Corresponding author Peter Todd, M.D., Ph.D., notes that this unusual translation process appears to stem from a long chain of repeated DNA "letters" found in the genes of both grandparents and kids with Fragile X mutations. Todd is the Bucky and Patti Harris Professor in the U-M Department of Neurology
"Essentially, we've found that a sequence of DNA which shouldn't be made into protein is being made into protein -- and that this causes a toxicity in nerve cells," he explains. "We believe that the protein forms aggregates, and that this is a major contributor to toxicity and symptoms in FXTAS."
The U-M group went on to show how this RAN translation occurs in FXTAS and demonstrated that blocking it prevents the repeat mutation from being toxic, suggesting a new target for future treatments.
Fragile X tremor/ataxia syndrome or FXTAS was only discovered a decade ago. It may affect as many as one in every 3,000 men and one in 20,000 women, who have a repeat mutation in the gene known as FMR1. However, these patients don't usually develop symptoms until late middle age, allowing them to pass the mutation on to their daughters, who can then have children where the DNA repeat that has grown much longer. In those children, especially in boys, it can cause severe intellectual disability and autism-like symptoms as the FMR1 gene shuts down and none of the normal protein is produced.
In fact, says Todd, it's often only after a child is diagnosed with Fragile X syndrome through genetic testing that their grandfather or grandmother finds out that their own symptoms stem from FXTAS. Doctors in U-M's Neurogenetics clinic for adults, and the Pediatric Genetics Clinic at U-M's C.S. Mott Children's Hospital, routinely work together to address the needs of Fragile X families.

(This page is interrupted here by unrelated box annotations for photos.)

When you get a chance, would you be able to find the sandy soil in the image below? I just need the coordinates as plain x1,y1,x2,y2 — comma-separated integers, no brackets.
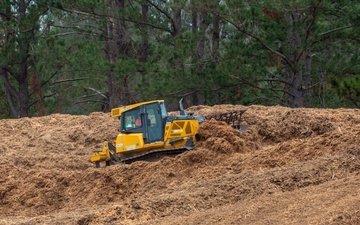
0,105,360,225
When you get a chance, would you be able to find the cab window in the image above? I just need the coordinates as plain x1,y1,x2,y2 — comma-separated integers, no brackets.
122,109,142,130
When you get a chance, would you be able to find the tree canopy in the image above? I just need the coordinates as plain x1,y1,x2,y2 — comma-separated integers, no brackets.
0,0,360,118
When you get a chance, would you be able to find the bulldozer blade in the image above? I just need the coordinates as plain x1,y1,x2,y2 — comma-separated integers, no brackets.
232,124,251,132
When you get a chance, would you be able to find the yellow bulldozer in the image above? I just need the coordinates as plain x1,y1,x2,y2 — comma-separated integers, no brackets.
91,99,247,167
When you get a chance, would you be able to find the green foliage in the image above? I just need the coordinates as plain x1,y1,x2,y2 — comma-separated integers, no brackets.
330,75,360,107
0,0,360,117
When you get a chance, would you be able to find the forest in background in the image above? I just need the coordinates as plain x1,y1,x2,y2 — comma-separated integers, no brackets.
0,0,360,118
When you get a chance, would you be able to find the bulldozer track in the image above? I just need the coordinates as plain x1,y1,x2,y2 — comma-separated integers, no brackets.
114,148,192,164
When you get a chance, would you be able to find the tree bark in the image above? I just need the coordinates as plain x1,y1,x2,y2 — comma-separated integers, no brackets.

"We have some treatments for the symptoms that FXTAS patients have, but we do not yet have a cure," says Todd, who regularly sees patients with FXTAS and related disorders. "Better treatments are needed -- and this new discovery might help lead to novel strategies for clearing away or preventing the buildup of this toxic protein."
In addition, he says, the discovery that Fragile X ataxia results in part from RAN translation could have significance both for other diseases like amyotrophic lateral sclerosis (ALS, also called Lou Gehrig's disease) and certain forms of dementia that are caused by DNA repeats. It can also aid our understanding of basic biology. "This may represent a new way in which translational initiation events occur, and may have importance beyond this one disease," he notes. Further research on how RAN translation occurs, and why, is needed.

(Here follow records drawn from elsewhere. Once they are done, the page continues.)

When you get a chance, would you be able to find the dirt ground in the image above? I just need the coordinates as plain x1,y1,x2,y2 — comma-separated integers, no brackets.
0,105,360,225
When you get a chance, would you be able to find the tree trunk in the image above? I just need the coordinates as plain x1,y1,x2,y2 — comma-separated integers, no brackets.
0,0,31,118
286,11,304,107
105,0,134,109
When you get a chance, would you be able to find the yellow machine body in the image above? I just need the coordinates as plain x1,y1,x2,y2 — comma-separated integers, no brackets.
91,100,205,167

The idea that proteins can be created without a "start site" flies in the face of what most students of biology have learned in the last century. "In biology, we're finding that the rules we once thought were hard and fast have some wiggle room," Todd says.
In addition to Todd and co-corresponding author Henry L. Paulson, M.D., Ph.D. the Lucile Groff Professor of Neurology, the study's authors include Seok Yoon Oh, Amy Krans, Fang He, Michelle Frazer, Abigail J. Renoux, Kai-chun Chen, K. Matthew Scaglione from U-M Neurology; Chantal Sellier and Nicholas Charlet from France's Institut de Génétique et de Biologie Moléculaire et Cellulaire; Venkatesha Basrur and Kojo Elenitoba-Johnson from the U-M Department of Pathology; Jean P. Vonsattel and Elan D. Louis from Columbia University; Michael A. Sutton from the U-M Department of Physiology; J. Paul Taylor from St. Jude's Children's Hospital, and Ryan E. Mills from the U-M Department of Human Genetics.
The research was funded by NIH grants KNS069809A, RO1 NS038712, RO1 AG034228, and research funds from the Michigan Alzheimer's Disease Center.